幼馴染の頭脳には劣るが、幸いにも授業を受ければある程度は理解出来る程度には頭は良い方である。躓いてしまえば近くに天才的な頭脳を持つ彼が居るので好物のカカオ100%チョコレートで釣って教えて貰えば問題無い。彼の好物は少し高価なものであるので釣りやすい。部活に励む学生は小遣いが無いのだ、それは幼馴染も例外では無い。
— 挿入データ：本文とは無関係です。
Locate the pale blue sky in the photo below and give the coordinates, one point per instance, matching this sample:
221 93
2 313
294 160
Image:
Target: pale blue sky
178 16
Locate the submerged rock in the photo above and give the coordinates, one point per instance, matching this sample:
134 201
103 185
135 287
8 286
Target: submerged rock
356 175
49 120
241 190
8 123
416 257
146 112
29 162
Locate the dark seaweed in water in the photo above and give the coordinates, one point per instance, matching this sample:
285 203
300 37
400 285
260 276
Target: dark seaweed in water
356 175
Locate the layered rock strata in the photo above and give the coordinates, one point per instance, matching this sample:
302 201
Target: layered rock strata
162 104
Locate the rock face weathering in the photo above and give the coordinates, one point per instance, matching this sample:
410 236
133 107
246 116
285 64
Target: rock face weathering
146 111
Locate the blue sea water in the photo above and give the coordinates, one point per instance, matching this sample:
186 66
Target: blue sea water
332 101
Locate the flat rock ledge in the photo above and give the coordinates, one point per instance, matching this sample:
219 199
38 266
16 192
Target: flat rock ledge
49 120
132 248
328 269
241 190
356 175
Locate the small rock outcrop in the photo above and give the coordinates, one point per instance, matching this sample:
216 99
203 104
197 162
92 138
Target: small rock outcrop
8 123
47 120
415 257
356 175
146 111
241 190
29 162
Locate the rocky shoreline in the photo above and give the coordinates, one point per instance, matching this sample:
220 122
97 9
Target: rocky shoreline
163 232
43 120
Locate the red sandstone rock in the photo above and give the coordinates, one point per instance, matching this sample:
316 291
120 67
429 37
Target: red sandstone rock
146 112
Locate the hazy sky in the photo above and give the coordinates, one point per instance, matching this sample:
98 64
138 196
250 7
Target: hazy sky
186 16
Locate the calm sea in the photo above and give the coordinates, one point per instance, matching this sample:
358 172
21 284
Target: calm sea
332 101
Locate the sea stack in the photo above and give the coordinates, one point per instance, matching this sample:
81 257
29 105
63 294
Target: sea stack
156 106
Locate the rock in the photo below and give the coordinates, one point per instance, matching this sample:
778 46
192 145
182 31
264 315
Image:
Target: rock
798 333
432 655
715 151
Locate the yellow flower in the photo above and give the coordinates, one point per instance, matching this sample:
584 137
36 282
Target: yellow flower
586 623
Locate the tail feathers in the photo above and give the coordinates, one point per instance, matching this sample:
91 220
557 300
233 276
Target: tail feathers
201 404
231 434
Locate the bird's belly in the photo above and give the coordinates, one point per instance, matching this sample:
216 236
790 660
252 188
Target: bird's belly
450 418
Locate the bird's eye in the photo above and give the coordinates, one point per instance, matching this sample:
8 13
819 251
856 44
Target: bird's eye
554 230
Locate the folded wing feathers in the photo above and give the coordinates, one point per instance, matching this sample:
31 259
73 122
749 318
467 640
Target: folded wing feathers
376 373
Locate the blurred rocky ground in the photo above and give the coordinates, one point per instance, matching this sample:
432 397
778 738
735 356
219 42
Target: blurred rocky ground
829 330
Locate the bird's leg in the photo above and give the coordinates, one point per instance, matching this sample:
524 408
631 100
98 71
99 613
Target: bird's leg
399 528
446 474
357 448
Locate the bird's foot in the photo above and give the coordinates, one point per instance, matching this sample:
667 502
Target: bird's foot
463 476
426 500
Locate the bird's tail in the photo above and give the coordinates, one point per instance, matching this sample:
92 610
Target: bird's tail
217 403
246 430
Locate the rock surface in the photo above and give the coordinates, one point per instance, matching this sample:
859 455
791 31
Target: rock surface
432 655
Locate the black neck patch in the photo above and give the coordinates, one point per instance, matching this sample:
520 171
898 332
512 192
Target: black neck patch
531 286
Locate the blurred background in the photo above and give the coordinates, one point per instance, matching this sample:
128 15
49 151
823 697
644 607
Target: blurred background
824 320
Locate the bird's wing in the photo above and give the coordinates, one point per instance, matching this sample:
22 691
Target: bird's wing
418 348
余談であるが、以前行われた中間テストは幼馴染の手を借りずに挑めば学年1位という成績を収め、どや顔でその結果を見せれば「まあ当然だろ」と相手にもされなかった。ちょっと腹が立ったので素直に褒めろと殴って大喧嘩になったのは言うまでも無い。
「おい」
「ん?」
机に向かって早数十分が経過した。特に滞り無く勉学に励んでいると、いつの間にか険しい表情を浮かべる花宮が隣に立って教科書を覗き込んでいた。
「何処が分かんねえんだ」
「え?」
「お前が教えろって言ったんだろうが…」
どうやら教えてくれる気になったらしく、一時の気まぐれが何処か行かない内にさっさと質問してしまおうと教科書をペラペラ捲る。
「ここの問題についてなんだけど、」
「あー引っ掛けか…」
「一応合ってたしなんとなーくは分かるんだけどしっかり明確にしときたいんだよね」
「お前結構頑固だもんな」
お前に言われたくない選手権に出たら1位を取るであろうその言動に内心腹が立ちながらも、ここで反論すればそのまま部屋に帰ってしまう事を恐れて言葉をぐっと飲みこんだ。花宮真の解説は正直教師よりも分かりやすく丁寧に教えてくれるので、こういう時だけは幼馴染で良かったと改めて痛感する。
なんだかんだ最終的には教えてくれるのだから、最初から素直に教えてくれても良いと思うのだ。素直では無い性格の彼は何かしら理由を付けないとやってくれないので、そんな日が訪れる事は無いだろうが。

「今度こそお前に勝つのだよ」
「負けるつもりは無いよ」
「うっは〜闘争心バチバチ燃えてんねお二人さん」
「ふん」
テスト当日であった。1時間目に割り振られた英語の最終確認として単語帳を見ている時に、出席番号順で右斜め前に割り振られている緑間真太郎に話しかけられた。ちなみに左隣の席は高尾である。
緑間真太郎は帝光中学校からの付き合いである。幼馴染がバスケ部であった為なんとなくマネージャーでもしてみようと思って入った所、選手として緑間が居たのだ。それから接点が出来、私の方が学力が高い事を知った彼は事あるごとに突っかかってくるようになった。競い合うというより彼が勝手に闘争心を燃やしているだけであり、こちらは別にいつも通りテストに挑むだけだ。
とは言うものの、幼馴染が教えてくれたので甚だ負けるつもりはないのだが。と思うのは私も負けず嫌いなのだろうと内心苦笑いを浮かべた。

今回も学年1位という成績を収める事の出来た私は、早速幼馴染に自慢しに行くと「当然だろ」という返事が来て前のテストの時から何も学習しないなこいつと後頭部を殴れば大喧嘩となった。